The city of Moscow, “appears to have been so anxious to make an example of Christ Church’s opposition to their desired COVID restrictions that they failed to follow the mandatory exemptions articulated in their own laws,” Thomas More Society Special Counsel Michael Jacques noted.

“The Moscow City Code allows the Mayor to issue public health emergency orders, but exempts ‘[a]ny and all expressive and associative activity that is protected by the United States and Idaho Constitutions, including speech, press, assembly, and/or religious activity,’” Jacques explained. “Mr. Rench and the other worshipers who were arrested had their constitutionally protected liberties violated and their lives disrupted — not only by the inappropriate actions of law enforcement officers, but also by city officials who did not immediately act to correct this unlawful arrest.”
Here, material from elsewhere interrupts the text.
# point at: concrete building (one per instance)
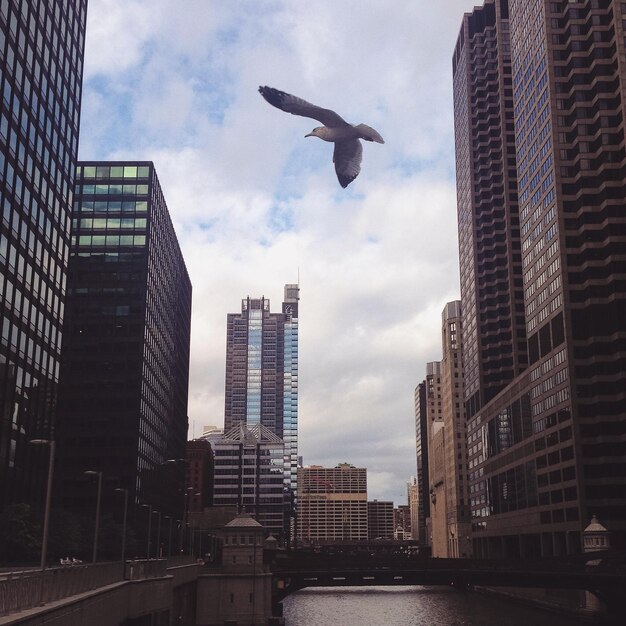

After Rench and others were arrested in September, the church wrote on its Facebook page: “Yesterday Christ Church sponsored a flash psalm sing at city hall. We were going to appear there at quarter to [5 p.m.], sing three psalms or hymns, then the doxology, and then out. The songs were Psalm 20, Psalm 124, and ‘Amazing Grace.’ When we arrived, the police were waiting for us. One of them informed me that people either had to social distance or wear a mask or otherwise face a citation.”

Douglas Wilson, who wrote the post, added: “I told him that I would inform everyone of that, which I did. I said a brief prayer, and we began to sing. Over the following 15 minutes of singing, three of our people were arrested, and two others were cited.”